The Bunker does a lot with ideas like this - with the safety suits, the violations and all the other trappings of the bomb. The bomb has long since fallen here, in fact, and you play as John, a thirty-year-old man who was born in a shelter and has lived his entire life down there. Now, nobody else is left but him, and the first few minutes of this likably earnest game drop you into his sleepwalking daily routine: taking vitamins (captivity has turned John into a thirty-year-old boy who still winces and almost whimpers when he has to swallow a pill), measuring radiation, reading to his mother (definitely not as sweet as it sounds), and counting the remaining tins of horrible bully beef-style dinner he has left.

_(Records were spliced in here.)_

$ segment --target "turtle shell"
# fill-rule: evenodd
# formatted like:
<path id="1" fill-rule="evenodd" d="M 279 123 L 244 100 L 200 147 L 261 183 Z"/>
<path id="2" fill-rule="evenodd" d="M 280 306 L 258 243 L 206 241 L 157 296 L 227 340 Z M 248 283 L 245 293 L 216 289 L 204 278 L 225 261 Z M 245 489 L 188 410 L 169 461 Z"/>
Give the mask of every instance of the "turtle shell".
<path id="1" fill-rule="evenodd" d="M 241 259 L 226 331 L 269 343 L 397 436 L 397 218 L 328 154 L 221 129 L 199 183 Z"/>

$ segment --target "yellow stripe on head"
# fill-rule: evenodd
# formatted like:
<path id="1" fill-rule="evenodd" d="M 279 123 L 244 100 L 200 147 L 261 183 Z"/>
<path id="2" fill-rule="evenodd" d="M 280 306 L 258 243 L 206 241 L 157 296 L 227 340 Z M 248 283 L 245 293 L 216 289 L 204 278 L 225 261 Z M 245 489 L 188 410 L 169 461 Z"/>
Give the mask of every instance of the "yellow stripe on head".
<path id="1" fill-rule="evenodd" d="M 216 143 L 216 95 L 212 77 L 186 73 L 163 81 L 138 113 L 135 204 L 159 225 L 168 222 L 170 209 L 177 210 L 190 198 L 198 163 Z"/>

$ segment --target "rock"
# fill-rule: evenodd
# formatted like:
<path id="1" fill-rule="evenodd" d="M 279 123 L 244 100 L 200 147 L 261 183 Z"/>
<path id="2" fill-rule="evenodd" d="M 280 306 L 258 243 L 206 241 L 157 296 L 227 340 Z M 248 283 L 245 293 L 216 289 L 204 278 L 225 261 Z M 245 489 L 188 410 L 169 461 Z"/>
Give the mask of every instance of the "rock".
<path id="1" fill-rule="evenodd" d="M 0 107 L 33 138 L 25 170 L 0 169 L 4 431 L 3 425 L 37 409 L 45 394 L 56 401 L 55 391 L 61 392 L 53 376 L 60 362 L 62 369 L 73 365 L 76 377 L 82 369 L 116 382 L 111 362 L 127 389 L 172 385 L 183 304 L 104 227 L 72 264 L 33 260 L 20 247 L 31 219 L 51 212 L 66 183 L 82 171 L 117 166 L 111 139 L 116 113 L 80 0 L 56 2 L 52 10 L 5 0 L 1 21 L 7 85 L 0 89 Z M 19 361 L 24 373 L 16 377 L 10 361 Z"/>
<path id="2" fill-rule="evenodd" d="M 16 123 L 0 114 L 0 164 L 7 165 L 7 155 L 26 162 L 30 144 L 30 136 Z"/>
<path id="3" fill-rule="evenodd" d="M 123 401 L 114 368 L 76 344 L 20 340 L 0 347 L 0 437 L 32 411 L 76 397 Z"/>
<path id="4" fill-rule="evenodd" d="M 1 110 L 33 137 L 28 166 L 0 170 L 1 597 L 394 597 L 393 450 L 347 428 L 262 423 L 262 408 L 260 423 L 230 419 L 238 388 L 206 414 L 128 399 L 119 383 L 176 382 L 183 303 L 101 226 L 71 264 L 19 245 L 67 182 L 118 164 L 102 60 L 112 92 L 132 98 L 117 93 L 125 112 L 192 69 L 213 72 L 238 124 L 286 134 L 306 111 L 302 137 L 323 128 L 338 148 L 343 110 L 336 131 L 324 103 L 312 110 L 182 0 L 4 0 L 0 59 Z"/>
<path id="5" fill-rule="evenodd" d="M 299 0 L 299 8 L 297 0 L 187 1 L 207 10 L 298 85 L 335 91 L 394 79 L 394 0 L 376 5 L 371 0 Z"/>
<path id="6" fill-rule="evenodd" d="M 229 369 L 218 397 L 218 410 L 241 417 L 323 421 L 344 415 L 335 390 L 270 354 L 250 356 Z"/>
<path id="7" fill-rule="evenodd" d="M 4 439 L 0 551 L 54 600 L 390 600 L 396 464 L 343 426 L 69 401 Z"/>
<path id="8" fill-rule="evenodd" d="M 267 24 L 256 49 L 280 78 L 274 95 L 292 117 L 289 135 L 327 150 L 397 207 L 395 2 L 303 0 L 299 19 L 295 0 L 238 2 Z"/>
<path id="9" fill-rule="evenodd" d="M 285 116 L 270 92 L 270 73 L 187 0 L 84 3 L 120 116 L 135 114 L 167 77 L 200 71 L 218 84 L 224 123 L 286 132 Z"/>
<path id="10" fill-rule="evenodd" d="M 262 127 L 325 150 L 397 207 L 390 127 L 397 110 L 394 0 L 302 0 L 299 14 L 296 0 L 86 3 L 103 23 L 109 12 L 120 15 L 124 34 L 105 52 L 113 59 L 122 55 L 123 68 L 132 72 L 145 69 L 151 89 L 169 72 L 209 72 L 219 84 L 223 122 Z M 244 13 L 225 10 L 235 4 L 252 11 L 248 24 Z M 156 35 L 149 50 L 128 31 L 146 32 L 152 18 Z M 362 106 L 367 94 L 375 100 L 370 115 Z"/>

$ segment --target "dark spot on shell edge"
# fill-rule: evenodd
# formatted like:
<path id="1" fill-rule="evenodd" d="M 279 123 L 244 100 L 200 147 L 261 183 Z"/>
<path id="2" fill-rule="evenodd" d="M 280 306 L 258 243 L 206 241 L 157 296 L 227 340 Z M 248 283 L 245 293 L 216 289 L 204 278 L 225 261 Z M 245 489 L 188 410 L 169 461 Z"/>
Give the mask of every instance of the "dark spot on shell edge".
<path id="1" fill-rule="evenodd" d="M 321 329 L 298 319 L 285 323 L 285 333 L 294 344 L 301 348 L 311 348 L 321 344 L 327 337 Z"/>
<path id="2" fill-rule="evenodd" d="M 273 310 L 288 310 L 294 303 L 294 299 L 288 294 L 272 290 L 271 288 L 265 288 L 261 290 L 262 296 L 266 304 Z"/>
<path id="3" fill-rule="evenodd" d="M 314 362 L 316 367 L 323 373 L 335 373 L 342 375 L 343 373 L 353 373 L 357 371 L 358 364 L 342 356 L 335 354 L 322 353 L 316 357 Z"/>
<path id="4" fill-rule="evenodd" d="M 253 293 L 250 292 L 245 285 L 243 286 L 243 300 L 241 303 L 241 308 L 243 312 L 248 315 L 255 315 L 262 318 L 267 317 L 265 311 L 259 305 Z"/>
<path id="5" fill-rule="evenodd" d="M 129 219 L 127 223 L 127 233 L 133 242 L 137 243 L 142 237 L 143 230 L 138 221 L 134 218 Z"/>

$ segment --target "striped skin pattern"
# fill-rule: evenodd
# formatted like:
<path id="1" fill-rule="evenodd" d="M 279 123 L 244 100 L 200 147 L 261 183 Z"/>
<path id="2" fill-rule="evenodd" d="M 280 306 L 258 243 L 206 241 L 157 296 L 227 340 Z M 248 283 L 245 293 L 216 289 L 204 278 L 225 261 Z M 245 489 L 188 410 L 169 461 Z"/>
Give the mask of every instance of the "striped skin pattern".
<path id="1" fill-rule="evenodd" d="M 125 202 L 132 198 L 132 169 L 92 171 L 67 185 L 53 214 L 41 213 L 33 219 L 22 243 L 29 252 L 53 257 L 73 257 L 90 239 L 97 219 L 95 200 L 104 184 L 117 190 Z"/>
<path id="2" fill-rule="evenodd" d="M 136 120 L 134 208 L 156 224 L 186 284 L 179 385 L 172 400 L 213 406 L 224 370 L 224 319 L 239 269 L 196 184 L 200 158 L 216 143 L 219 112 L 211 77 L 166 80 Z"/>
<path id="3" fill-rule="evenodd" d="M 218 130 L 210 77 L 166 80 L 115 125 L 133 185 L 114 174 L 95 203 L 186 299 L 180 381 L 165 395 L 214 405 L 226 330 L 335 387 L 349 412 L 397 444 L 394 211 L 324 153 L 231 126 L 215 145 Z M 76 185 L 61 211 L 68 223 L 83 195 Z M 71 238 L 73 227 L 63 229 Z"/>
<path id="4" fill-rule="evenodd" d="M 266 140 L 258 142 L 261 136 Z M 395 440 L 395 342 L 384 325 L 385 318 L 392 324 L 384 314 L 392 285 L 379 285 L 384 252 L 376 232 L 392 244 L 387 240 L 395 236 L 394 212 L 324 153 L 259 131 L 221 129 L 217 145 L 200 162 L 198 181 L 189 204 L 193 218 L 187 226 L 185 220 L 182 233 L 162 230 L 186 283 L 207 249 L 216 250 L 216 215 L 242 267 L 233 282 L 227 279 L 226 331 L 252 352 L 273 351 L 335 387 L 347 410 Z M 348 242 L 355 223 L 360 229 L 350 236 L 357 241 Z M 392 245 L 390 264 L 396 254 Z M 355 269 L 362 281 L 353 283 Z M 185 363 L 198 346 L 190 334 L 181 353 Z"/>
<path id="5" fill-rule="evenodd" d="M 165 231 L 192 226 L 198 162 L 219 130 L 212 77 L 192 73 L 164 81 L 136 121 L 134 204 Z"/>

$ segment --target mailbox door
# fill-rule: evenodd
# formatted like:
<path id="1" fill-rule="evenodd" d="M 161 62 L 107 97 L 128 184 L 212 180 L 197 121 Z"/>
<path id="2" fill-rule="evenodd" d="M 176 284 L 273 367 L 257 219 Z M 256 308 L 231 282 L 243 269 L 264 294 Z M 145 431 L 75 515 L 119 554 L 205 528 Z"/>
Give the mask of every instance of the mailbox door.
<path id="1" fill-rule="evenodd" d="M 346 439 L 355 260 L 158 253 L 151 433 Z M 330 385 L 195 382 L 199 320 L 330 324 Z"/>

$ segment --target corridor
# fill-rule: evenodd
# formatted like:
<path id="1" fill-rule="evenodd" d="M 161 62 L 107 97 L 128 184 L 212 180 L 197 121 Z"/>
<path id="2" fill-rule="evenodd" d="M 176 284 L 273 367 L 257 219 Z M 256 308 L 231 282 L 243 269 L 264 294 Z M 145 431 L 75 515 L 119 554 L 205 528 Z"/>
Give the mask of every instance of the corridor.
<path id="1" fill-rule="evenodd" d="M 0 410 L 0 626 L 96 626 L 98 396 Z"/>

John, we gather, is sensitive and fearful, cowed by his shut-away life into a state of profound incuriosity about the world. And we gather all this not just through the beats of the script, which steadily starts to develop a mystery for him to get to the bottom of, but through the performance of Adam Brown, a wonderfully lugubrious actor whose sunken eyes and taut mouth will make him a shoo-in for any big budget movie about the life of George Orwell. The Bunker isn't just a throwback to Cold War fantasies, in other words: it's a point-and-click adventure game of sorts, albeit a very streamlined one, that plays out with live action clips seamlessly edited together as you move a mouse around a superimposed UI, hefting keys into locks, say, selecting which desk drawer to investigate, shuffling from one room to another as the small environment comes into focus, or stabbing away at a button to ease open an old hatch.